Targeting mono- and dual-species biofilms of Staphylococcus aureus and Pseudomonas aeruginosa by the recombinant anticoagulant enzyme PAPC from micromycete Aspergillus ochraceus.

Abstract

Microbial biofilms have recently emerged as a critical target for treating bacterial infections due to their crucial role in developing antibiotic resistance. The wide-spectrum activity of proteolytic enzymes makes them particularly suitable for disrupting biofilms formed by diverse bacterial species, including dual-species biofilms.

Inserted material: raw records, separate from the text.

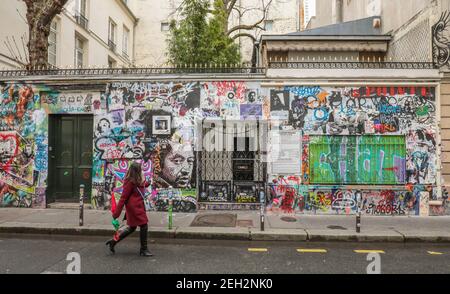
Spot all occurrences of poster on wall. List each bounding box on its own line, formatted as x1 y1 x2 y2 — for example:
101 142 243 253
269 130 302 175
152 115 171 135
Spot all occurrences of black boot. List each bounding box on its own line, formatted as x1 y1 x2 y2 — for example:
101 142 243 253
106 239 117 254
139 225 153 257
106 227 136 254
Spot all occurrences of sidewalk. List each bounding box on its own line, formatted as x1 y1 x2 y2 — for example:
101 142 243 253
0 208 450 243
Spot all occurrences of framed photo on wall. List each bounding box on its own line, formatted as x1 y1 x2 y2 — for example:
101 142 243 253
152 115 171 135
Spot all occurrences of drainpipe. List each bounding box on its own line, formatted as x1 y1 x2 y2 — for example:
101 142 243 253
334 0 344 23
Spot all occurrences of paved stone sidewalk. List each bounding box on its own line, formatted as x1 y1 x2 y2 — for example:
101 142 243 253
0 208 450 243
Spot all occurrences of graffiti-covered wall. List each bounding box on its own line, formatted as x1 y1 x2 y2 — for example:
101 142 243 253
0 84 42 207
0 81 450 215
92 81 269 212
269 87 441 215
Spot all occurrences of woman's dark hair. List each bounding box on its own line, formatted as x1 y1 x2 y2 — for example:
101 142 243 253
125 162 143 185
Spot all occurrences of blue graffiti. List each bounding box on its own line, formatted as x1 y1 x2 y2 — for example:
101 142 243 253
284 87 321 97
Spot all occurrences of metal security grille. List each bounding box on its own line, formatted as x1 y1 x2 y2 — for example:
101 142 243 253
309 136 406 185
198 122 266 202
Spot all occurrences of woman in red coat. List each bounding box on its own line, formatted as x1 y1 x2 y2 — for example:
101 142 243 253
106 162 153 257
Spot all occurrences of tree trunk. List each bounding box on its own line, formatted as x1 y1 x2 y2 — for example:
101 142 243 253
28 22 50 69
22 0 68 70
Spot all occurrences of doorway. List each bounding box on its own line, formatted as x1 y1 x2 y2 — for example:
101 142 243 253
47 115 93 202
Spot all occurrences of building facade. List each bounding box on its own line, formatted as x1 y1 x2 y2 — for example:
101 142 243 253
128 0 300 66
0 0 137 69
0 64 450 216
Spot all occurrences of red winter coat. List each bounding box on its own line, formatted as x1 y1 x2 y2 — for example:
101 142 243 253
113 180 149 227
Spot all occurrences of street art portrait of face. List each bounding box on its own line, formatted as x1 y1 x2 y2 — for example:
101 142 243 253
157 141 195 188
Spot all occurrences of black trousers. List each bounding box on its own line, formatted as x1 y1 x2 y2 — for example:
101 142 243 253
117 224 148 250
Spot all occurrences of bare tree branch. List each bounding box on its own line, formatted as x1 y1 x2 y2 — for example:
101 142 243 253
227 0 273 36
231 33 256 42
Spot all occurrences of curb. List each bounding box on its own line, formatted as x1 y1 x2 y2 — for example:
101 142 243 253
0 226 450 243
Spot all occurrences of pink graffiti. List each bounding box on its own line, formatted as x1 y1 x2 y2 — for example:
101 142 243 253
212 82 247 100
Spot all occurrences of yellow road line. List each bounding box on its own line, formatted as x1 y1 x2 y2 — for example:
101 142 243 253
297 249 327 253
427 251 444 255
354 250 384 254
248 248 267 252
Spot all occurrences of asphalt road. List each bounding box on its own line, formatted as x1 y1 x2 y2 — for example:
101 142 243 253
0 233 450 274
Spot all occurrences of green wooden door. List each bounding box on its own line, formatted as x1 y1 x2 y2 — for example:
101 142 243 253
49 115 93 202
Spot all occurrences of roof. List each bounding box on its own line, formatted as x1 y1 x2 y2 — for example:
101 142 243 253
261 16 391 41
288 16 382 36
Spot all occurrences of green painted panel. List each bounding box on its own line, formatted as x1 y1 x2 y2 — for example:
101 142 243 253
309 136 406 185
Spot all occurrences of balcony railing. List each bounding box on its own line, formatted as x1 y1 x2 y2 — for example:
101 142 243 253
75 12 89 30
268 61 437 70
108 40 116 52
0 64 266 78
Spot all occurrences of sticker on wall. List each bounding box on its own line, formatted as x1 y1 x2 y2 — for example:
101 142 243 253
152 115 171 135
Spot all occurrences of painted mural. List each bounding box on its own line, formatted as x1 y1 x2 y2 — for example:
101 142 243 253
267 87 442 215
0 81 450 215
0 84 39 207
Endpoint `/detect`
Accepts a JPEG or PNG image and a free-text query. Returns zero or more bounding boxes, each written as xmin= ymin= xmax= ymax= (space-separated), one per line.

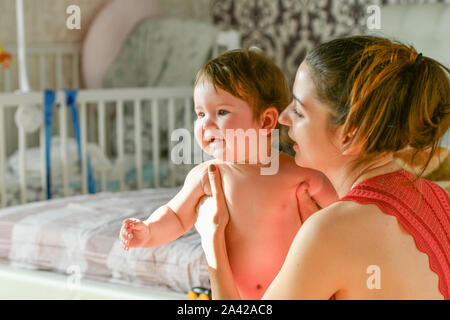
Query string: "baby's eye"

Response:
xmin=294 ymin=107 xmax=303 ymax=118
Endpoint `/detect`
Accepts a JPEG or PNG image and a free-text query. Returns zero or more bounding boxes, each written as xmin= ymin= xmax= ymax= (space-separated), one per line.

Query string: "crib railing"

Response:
xmin=0 ymin=43 xmax=81 ymax=92
xmin=0 ymin=87 xmax=197 ymax=207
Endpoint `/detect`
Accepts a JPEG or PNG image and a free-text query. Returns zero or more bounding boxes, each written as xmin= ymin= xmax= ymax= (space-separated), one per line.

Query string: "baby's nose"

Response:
xmin=278 ymin=108 xmax=291 ymax=126
xmin=203 ymin=116 xmax=217 ymax=130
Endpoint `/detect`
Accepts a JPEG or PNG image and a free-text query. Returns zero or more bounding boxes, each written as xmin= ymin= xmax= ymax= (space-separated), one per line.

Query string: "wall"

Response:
xmin=0 ymin=0 xmax=211 ymax=43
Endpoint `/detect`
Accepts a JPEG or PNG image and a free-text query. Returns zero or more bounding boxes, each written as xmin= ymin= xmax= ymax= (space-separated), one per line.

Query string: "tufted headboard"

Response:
xmin=369 ymin=3 xmax=450 ymax=148
xmin=373 ymin=3 xmax=450 ymax=67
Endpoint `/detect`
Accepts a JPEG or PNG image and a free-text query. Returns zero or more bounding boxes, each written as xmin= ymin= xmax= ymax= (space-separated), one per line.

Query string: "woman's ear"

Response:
xmin=339 ymin=126 xmax=362 ymax=156
xmin=259 ymin=107 xmax=278 ymax=134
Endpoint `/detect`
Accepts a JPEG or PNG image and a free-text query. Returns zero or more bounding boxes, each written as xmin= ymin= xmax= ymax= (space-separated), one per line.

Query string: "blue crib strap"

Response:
xmin=44 ymin=90 xmax=56 ymax=199
xmin=64 ymin=89 xmax=95 ymax=193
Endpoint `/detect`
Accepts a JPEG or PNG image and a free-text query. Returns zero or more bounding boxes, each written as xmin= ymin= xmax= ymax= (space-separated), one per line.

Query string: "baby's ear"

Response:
xmin=259 ymin=107 xmax=279 ymax=132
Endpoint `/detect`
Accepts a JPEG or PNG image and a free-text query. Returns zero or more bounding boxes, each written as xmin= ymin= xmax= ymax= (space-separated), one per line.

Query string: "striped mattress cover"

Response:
xmin=0 ymin=188 xmax=209 ymax=292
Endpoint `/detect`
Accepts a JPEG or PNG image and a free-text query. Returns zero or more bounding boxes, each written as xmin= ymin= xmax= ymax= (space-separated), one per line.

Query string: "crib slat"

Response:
xmin=133 ymin=100 xmax=142 ymax=189
xmin=116 ymin=100 xmax=125 ymax=191
xmin=80 ymin=102 xmax=88 ymax=194
xmin=3 ymin=69 xmax=11 ymax=92
xmin=98 ymin=101 xmax=106 ymax=191
xmin=167 ymin=98 xmax=175 ymax=187
xmin=152 ymin=99 xmax=160 ymax=188
xmin=59 ymin=103 xmax=69 ymax=197
xmin=184 ymin=97 xmax=192 ymax=132
xmin=39 ymin=120 xmax=47 ymax=200
xmin=184 ymin=97 xmax=195 ymax=167
xmin=18 ymin=127 xmax=27 ymax=204
xmin=72 ymin=51 xmax=80 ymax=88
xmin=55 ymin=52 xmax=63 ymax=89
xmin=39 ymin=53 xmax=47 ymax=90
xmin=0 ymin=105 xmax=7 ymax=208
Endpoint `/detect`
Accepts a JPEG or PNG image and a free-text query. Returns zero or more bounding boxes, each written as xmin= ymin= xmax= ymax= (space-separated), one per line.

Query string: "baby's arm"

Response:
xmin=121 ymin=161 xmax=211 ymax=248
xmin=300 ymin=168 xmax=339 ymax=208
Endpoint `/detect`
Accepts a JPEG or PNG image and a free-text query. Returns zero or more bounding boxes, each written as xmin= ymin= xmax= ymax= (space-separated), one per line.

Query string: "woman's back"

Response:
xmin=329 ymin=170 xmax=450 ymax=299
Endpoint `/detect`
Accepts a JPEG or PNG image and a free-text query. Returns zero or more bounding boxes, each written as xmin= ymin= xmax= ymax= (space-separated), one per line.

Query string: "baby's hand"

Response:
xmin=120 ymin=218 xmax=150 ymax=251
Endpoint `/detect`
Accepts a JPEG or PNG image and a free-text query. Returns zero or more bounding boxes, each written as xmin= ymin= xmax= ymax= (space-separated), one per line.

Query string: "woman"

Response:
xmin=198 ymin=36 xmax=450 ymax=299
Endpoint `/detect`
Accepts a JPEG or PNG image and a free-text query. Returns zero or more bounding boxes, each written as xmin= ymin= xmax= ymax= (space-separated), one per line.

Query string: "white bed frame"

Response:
xmin=0 ymin=31 xmax=240 ymax=299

In this study, we propose the Protease-Activator of Protein C (PAPC) of human blood plasma, an enzyme produced by the micromycete Aspergillus ochraceus, as a novel tool to degrade the protein scaffold of mono- or dual-species biofilms formed by Staphylococcus aureus and Pseudomonas aeruginosa. The recombinant PAPC was successfully refolded after expression in E. coli BL21 (DE3) and demonstrated activity 100-fold higher compared to the native enzyme purified from the A. ochraceus culture liquid. The enzyme significantly destroyed mono- and dual-species biofilms formed by S. aureus and P. aeruginosa. In addition, PAPC significantly enhanced the antimicrobial treatment efficacy in both mono- and dual-species biofilms: in the presence of PAPC at 100 μg/ml, the effective concentration of the ciprofloxacin and ceftriaxone was reduced at least four-fold. Thus, the enzyme represents a reasonable solution to the complications resulting from biofilm formation and antibiotic resistance, especially wound and medical devices infections.